Alexa divided her attention between the countdown and the diffraction scope. Nothing appeared outwardly any different about the building, although she knew that would be the case. Finally, after what seemed an eternity, her timer sounded, and she leapt from the building’s ledge, falling nearly thirty stories before activating her gravis and soaring around the left side of the Penobscot Building.
BTC headquarters came into view. She was about halfway down its height, and now she could see a glowing red reference dot on its side in her visor’s heads-up display. It marked the precise location where she needed to land. She was already on a level path to the dot, and she modulated her speed.
Slower. Then even slower.
Alexa glanced up at the top corners of the building. She knew there were spinning mirror housings there that could direct powerful lasers at her or anything else approaching the BTC. But her trust in Cotton’s mole appeared to have paid off since she hadn’t been vaporized. Yet.
Instead, she kept falling toward the bland, concrete cross-hatching that the building presented to the world—although she knew it was a freestanding shell. She’d actually never seen the diamond-aggregate nanorod structure underneath. It was estimated that the physical nanorod monolith of the BTC would last a million years without maintenance.
Alexa was only a hundred meters away now. It was very late at night, but as she glanced down at the rooftops of the shorter buildings between her and her target, she wondered what anyone witnessing this would think. She was still a good one hundred meters off the street, though. She looked up again and started to pull back on gravity. One quarter. One tenth. She started reversing the flow to bleed off momentum.

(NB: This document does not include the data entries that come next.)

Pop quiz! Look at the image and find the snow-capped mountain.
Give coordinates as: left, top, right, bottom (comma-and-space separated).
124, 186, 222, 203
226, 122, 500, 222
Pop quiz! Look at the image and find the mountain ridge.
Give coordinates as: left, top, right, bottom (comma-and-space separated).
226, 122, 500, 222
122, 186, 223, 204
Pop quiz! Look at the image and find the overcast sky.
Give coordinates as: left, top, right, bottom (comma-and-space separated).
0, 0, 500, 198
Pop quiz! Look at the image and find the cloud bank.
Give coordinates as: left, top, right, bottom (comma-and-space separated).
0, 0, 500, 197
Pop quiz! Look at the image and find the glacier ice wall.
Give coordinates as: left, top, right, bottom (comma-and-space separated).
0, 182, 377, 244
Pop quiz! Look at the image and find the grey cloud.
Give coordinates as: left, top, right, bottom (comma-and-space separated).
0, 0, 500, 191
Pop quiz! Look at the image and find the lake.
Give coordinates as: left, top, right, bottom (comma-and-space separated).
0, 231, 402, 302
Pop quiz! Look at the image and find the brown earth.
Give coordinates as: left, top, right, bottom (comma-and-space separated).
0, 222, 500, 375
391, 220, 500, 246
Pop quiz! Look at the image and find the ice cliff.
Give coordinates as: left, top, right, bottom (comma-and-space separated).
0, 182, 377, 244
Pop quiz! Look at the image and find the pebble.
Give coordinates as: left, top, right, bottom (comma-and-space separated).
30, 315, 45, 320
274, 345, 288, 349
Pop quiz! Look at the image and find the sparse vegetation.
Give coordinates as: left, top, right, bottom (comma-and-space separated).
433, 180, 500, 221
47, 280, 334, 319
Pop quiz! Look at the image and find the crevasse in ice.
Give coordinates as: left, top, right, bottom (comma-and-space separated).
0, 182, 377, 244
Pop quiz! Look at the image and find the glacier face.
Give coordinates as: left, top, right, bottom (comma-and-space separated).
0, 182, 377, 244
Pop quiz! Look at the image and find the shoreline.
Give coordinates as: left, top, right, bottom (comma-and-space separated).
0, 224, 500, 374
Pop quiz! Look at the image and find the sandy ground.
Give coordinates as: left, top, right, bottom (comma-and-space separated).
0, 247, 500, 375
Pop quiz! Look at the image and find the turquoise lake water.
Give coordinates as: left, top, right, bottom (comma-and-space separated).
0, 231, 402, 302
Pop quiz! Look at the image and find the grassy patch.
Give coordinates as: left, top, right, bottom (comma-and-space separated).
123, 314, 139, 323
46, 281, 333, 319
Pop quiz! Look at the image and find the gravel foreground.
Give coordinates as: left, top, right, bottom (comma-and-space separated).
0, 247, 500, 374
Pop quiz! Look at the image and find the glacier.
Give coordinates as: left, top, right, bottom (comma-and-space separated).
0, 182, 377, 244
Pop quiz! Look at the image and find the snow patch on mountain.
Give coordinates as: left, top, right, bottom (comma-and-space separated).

She was now within a few meters of the building’s false exterior—the fake windows and concrete columns. The red dot in her visor heads-up display was right in front of her. Very little wind. She alighted carefully onto a narrow ledge, grabbing hold of the cement columns to either side. She knew that just beyond this outer shell was an air gap of several centimeters—and then an EM plasma coursing over the surface of the diamond nanorods, themselves charged to hundreds of millions of volts. Very little could penetrate it, but as Jon Grady pointed out, gravity permeated the known universe.
She expanded her gravity mirror to its widest diameter—seven meters. They had estimated this would give her a good two-meter penetration of her own gravity field into the building, and if the red dot had marked the spot correctly, and the CAD plans had been accurate, that should be all that was necessary.
This was about as close as she was going to get. Alexa took another breath and prepared herself for what might follow this next fall. She mentally rehearsed the order that she’d have to engage her gravis controls. There’d be no second chance. After another moment, she pushed just an inch or so from the building’s facade and slammed her slide controller to one hundred percent gravity—straight up.
As Alexa fell, only an inch or two away from the building’s surface, glass and concrete raced past her cheek. Behind her, a bank of powerful multiton capacitors near the curtain wall should have fallen straight up along with her gravity field, slamming through the ceiling and across conduits that contained cabling that fed terawatts of electricity to the perimeter systems. That is, if their calculations were right…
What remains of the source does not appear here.